The implication here is immediate and clear – researchers should randomise the sampling process if they expect the patterns observed in the sample to hold in the population. Researchers should not routinely perform haphazard sampling. Of course, there may be situations where a particular location appears so interesting that it could be appended to a randomised survey design, but its data can only be included into the analysis with additional (strong) assumptions and/or complexities in analysis approaches. The randomisation process is particularly important for monitoring programs where data from multiple surveys (through time and/or space) are combined.

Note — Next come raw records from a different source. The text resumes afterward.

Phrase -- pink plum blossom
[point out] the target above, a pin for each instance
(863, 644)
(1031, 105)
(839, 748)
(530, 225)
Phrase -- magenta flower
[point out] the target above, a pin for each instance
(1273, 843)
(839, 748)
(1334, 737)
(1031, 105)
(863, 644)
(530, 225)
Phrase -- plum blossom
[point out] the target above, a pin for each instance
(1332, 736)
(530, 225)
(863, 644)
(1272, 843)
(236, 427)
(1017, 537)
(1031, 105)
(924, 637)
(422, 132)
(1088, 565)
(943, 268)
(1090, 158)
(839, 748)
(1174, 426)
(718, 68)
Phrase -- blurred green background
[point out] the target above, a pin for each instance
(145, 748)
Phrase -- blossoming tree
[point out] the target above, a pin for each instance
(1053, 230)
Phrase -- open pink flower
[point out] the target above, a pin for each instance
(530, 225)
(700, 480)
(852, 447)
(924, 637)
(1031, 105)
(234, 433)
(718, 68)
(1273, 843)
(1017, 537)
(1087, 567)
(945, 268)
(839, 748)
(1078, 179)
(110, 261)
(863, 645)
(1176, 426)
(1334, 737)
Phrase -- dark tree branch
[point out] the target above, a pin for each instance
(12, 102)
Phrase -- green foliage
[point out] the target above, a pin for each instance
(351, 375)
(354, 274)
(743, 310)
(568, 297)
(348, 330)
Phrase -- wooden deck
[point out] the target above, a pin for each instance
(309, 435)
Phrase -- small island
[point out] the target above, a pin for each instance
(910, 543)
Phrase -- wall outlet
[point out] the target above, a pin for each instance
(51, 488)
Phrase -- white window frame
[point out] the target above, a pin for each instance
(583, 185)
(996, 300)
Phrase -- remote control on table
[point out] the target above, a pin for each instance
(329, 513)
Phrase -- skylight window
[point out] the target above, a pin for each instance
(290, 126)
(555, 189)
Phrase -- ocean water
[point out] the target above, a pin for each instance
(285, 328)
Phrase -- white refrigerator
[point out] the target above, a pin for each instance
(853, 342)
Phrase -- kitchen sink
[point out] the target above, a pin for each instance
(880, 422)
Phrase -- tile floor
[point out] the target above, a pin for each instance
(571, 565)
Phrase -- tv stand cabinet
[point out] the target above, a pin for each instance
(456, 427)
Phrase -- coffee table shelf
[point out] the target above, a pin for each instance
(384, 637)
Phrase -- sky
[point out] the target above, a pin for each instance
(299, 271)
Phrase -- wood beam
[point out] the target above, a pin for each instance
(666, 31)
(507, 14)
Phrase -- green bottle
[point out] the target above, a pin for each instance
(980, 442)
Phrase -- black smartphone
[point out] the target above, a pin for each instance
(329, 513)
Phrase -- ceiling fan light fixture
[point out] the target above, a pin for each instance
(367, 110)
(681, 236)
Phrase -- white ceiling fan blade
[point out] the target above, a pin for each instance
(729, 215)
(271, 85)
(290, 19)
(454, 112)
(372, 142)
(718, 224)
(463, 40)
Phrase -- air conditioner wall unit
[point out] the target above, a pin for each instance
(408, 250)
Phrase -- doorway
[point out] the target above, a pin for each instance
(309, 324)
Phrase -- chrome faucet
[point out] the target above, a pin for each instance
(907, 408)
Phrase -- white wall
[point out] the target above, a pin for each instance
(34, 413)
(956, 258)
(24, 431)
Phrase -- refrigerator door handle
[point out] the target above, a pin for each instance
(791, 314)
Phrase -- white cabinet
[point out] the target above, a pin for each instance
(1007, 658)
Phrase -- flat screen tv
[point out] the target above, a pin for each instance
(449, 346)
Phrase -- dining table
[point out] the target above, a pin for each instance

An important side-effect of randomisation is that a researcher must specify what the statistical population under study is. Formally, for surveying geographic areas, the population is a collection of potential survey locations from which a random sample is taken, often called a sample frame in the literature. The formal specification of the sample frame is important as it gives the extent to which the results are legitimately generalisable. A sample frame may be delimited by some combination of: spatial extent, depth, habitat type, season and the type of sample that the selected gear can adequately collect. Generalisation beyond the sample frame requires assumptions, often quite strong assumptions, that the processes outside the sample frame are identical to those within it. It is best to try and avoid these assumptions by expanding the sample frame prior to undertaking the survey.